Topaz DeNoise AI was quite fast at 1:22 for the set of test images, but offered mediocre results. Mid-range ISO results were comparable to Enhance Details in Lightroom, but high ISO images were unimpressive. High ISO images looked splotchy, with a loss of color and detail compared to DxO’s versions. Even compared to Enhance, Topaz lost visible detail, although the images did end up with less visible noise.

Additionally, Topaz seemed to introduce artifacting, both in areas of smooth texture as well as when handling small details like text. In the sample image, note the artifacting on the wall and in the poster.

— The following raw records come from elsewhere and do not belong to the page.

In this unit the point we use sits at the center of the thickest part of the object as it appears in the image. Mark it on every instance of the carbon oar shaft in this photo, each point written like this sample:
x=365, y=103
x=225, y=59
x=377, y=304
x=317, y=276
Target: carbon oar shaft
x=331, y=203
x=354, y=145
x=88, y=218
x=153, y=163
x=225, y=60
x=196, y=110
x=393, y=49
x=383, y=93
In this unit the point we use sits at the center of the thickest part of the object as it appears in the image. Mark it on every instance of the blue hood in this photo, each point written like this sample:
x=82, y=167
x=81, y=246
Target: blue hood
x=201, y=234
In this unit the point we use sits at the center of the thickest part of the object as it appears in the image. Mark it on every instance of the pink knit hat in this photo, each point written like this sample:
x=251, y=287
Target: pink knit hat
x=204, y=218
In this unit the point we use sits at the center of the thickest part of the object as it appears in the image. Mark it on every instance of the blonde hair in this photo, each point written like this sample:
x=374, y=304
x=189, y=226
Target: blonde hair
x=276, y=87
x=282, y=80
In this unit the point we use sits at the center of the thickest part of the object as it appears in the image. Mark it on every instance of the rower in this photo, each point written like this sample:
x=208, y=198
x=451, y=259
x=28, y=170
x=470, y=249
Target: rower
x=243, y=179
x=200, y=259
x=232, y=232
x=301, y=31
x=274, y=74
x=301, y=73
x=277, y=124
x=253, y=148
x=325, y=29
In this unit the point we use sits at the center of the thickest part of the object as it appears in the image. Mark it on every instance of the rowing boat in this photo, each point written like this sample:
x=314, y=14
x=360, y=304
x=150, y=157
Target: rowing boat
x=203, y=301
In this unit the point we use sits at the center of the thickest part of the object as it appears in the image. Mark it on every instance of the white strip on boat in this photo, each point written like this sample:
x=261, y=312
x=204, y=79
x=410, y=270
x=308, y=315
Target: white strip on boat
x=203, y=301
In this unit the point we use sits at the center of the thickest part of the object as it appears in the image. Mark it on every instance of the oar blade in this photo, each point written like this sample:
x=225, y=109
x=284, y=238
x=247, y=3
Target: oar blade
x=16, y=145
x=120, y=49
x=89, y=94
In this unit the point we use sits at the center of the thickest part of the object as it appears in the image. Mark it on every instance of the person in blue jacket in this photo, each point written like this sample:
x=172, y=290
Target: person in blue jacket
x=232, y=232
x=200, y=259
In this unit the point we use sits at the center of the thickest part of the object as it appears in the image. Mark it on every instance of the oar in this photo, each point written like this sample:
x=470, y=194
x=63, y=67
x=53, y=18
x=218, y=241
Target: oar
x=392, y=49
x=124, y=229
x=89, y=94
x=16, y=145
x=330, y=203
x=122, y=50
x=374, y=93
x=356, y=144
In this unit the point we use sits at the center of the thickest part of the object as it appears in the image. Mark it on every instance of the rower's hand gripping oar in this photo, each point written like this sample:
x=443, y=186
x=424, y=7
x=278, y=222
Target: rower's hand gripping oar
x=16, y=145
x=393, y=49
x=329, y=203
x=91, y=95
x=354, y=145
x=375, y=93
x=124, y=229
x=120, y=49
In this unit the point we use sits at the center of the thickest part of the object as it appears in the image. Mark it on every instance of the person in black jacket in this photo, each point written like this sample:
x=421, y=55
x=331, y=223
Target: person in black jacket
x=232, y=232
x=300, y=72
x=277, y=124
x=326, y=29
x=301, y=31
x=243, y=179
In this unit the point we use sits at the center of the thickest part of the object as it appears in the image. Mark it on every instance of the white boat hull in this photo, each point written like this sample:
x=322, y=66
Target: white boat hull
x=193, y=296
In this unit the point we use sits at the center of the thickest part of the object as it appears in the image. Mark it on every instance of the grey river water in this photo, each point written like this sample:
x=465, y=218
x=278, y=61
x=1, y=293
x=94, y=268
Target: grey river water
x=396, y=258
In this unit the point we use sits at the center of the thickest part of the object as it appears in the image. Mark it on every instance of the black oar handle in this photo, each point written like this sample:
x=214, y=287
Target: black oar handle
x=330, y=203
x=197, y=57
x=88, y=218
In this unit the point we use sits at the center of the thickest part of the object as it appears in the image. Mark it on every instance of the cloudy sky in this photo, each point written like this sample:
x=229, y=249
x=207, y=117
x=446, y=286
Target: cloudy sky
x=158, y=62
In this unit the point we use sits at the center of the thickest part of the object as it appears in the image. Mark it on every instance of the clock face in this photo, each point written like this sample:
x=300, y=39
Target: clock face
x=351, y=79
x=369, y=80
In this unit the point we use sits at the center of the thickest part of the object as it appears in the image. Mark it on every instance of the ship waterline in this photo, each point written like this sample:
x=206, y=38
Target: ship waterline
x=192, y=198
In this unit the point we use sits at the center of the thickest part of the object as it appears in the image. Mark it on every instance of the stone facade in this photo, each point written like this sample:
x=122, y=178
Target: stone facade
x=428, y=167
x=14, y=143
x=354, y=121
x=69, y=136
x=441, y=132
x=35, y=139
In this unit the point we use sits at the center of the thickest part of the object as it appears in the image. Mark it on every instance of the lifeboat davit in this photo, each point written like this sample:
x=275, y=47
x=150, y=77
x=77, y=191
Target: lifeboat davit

Given the separate purchase required, I’d be hesitant to recommend Topaz’s product unless you’re already using its PhotoAI suite and have “free” access to the tool. It may also have a niche for users who need to process a bulk amount of images, as it is faster than Lightroom’s Enhance feature.

ON1 NoNoise AI 2023

NoNoise AI from ON1 offered poor performance with my test images. While it wasn’t particularly slow at 2:15, it yielded worse results than other options, even compared to Lightroom’s basic ACR-style noise reduction

High ISO images were particularly difficult for NoNoise, with my starlight-style test image revealing severe artifacting — it almost looked like an oil painting filter, rather than a noise reduction algorithm. On mid-ISO images, it did an OK job reducing luminance noise but never handled color noise well.

Overall, I didn’t see a single test image where it offered a meaningful win over Lightroom processing, making the $49 to $69 purchase a tough pill to swallow. ON1 fans or photographers who don’t use another editing tool may want to look at the new version coming out in 2024 – at the time of publishing this was unavailable for test and it may yield better results.

Should You Buy DxO PureRAW 4?

If you shoot at high ISOs or want the best results from your lenses, DxO PureRAW 4 is an easy recommendation for new users. Building on the already-great image quality of PureRAW 3, PureRAW 4 bested the competition across images from mirrorless, DSLRs, and drones; as well as across a range of ISOs. It’s also great for more than just noise reduction, as it also offers powerful optical corrections and easy sharpening.

Available for $119, PureRAW 4 offers some of the best value for image quality improvements in software. I also really appreciate the option for a single purchase, rather than the increasingly common subscription model.

The only users who may want to give it some extra thought are PureRAW 3 users. While DxO offers a slight discount for upgrade licenses at $79, the improvements from version 3 to version 4 are primarily limited to better sharpening and faster processing. If you’re a casual user or mostly use PureRAW for noise reduction, consider whether those improvements are worth $80.